Vorgabe ist, dass dieser ganze Bereich sich wirtschaftlich rechnen muss und bis zum Jahr 2010 auf 70 Mitarbeiter verringert werden soll. Da ist doch klar, dass diese eben genannten Aufgaben nach dem Prinzip der Kostendeckung für die Kunden nicht mehr bezahlbar sind und auch nicht mehr nachgefragt werden können. Die IPW wird in Konkurrenz des Landesbetriebs stehen. Oder die Beschäftigten finden sich nach kurzer Zeit im Personalentwicklungsmanagement wieder und stehen für ganz andere Aufgaben zur Verfügung. Das ist ein Beispiel mehr für das Motto „so wenig Staat wie nötig“.

Drittens. Sie wissen doch, wo in NRW große Holzreserven liegen. Diese finden sich auf den Flä

chen der kleinen Waldbesitzer. Wie wollen Sie diese Reserven mobilisieren, wenn es keinen Ansprechpartner vor Ort mehr gibt? Sie untergraben so Ihren eigenen Anspruch, die Wirtschaftlichkeit des Waldes stärken zu wollen.
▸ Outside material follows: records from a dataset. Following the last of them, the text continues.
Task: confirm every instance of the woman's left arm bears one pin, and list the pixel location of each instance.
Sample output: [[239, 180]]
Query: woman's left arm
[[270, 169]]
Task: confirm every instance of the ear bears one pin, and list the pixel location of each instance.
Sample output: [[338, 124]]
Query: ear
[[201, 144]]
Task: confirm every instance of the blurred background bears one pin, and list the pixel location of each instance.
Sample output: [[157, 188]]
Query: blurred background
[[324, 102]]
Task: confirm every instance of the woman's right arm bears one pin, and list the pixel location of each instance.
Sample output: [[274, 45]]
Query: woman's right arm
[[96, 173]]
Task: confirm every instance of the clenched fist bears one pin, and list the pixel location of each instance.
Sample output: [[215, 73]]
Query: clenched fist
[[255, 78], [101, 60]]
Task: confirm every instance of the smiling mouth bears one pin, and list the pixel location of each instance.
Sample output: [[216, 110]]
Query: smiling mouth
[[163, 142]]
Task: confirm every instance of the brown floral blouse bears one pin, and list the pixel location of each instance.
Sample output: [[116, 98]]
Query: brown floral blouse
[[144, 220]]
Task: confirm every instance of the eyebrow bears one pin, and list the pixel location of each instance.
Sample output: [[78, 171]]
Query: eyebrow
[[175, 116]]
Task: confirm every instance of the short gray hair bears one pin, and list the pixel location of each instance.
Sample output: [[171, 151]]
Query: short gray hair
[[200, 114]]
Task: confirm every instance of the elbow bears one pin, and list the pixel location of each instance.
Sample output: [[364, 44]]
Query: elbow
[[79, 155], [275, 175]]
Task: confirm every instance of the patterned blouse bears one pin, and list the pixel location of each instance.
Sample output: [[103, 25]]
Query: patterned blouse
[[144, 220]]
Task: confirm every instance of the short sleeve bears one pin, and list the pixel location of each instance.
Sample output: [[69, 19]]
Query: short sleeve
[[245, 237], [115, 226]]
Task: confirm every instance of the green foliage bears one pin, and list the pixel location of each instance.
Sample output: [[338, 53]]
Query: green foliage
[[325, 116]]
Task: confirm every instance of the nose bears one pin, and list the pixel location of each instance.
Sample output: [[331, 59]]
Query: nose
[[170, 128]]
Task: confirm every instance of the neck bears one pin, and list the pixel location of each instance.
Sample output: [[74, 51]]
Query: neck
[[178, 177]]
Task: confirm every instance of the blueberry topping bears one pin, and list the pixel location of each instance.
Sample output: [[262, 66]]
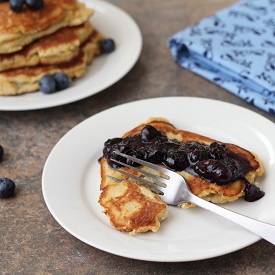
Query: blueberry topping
[[176, 160], [47, 84], [1, 152], [107, 45], [215, 162], [149, 133], [253, 193], [34, 4], [7, 187], [16, 5], [214, 171], [62, 81]]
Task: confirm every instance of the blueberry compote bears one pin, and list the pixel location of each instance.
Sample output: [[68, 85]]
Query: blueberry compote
[[214, 162]]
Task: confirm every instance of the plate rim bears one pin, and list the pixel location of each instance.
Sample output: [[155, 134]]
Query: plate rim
[[254, 239], [14, 103]]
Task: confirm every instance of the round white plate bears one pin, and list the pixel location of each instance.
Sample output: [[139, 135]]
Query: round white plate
[[104, 71], [71, 180]]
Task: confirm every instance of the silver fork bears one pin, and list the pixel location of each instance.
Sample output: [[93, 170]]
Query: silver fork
[[174, 190]]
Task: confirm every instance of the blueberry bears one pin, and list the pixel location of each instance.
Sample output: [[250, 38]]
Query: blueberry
[[62, 81], [149, 133], [217, 150], [253, 193], [34, 4], [176, 160], [214, 171], [16, 5], [47, 84], [107, 45], [1, 152], [7, 187]]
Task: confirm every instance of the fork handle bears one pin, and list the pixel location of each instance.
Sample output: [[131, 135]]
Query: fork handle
[[262, 229]]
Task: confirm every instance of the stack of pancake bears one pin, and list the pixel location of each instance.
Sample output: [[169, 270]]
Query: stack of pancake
[[56, 38]]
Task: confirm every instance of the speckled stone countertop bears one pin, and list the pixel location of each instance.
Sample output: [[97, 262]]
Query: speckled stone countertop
[[31, 240]]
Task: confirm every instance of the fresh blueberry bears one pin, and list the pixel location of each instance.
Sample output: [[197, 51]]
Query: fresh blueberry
[[7, 187], [34, 4], [47, 84], [107, 45], [1, 152], [16, 5], [62, 81]]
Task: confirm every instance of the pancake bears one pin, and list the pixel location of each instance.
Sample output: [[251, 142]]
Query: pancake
[[132, 207], [55, 48], [25, 80], [201, 187], [22, 28]]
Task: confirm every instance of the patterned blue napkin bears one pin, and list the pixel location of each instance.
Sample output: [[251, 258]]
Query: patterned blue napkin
[[234, 48]]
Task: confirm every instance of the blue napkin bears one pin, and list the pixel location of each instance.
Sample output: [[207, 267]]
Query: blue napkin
[[234, 48]]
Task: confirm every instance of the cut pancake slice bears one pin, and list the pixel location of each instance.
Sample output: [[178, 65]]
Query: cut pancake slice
[[132, 207], [25, 80], [59, 47], [242, 166], [20, 29]]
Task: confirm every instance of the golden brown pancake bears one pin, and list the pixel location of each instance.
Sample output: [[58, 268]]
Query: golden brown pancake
[[18, 29], [25, 80], [204, 189], [55, 48], [132, 207]]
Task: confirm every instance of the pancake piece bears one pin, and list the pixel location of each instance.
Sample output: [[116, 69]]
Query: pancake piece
[[20, 29], [59, 47], [132, 207], [201, 187], [25, 80]]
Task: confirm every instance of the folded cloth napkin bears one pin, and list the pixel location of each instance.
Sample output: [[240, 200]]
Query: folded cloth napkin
[[234, 48]]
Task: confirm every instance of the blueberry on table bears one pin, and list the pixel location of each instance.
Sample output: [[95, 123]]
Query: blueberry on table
[[1, 152], [47, 84], [107, 45], [34, 4], [16, 5], [62, 81], [7, 187]]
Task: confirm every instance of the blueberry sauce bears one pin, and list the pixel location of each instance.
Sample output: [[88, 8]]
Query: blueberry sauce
[[214, 163]]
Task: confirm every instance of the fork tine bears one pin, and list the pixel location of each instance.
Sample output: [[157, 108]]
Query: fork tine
[[145, 163], [149, 184], [157, 180]]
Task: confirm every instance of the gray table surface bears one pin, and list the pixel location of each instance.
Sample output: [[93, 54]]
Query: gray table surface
[[31, 241]]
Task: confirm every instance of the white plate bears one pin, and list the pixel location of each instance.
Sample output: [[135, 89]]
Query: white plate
[[71, 179], [105, 69]]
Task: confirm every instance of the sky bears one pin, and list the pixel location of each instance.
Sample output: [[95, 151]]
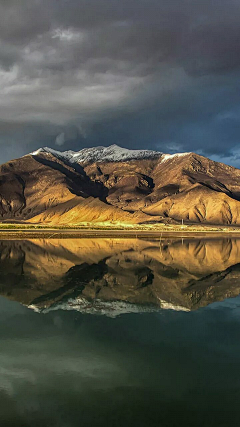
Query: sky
[[157, 74]]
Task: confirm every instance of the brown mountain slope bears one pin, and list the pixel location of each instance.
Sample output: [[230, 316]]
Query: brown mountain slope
[[60, 188]]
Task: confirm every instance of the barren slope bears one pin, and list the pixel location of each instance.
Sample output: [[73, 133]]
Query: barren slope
[[117, 185]]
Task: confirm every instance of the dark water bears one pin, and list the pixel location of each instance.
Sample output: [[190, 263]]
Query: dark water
[[120, 333]]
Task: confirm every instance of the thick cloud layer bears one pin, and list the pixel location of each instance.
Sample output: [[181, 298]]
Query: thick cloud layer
[[139, 73]]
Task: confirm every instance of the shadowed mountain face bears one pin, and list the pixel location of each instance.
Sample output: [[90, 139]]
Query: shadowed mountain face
[[84, 273], [91, 186]]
Der gesamte Holzbereich macht einen Umsatz von rund 33,2 Milliarden € im Land aus, mit 257.000 sozialversicherungspflichtig Beschäftigten, die indirekt oder direkt von diesem Wirtschaftszweig abhängen. Holz zur Energieerzeugung erlebt zurzeit eine starke Nachfrage, und zwar in einem Ausmaß, dass der Rohstoff Holz mittlerweile knapp wird.

Viertens. Der Wald ist mehr als ein Wirtschaftsfaktor.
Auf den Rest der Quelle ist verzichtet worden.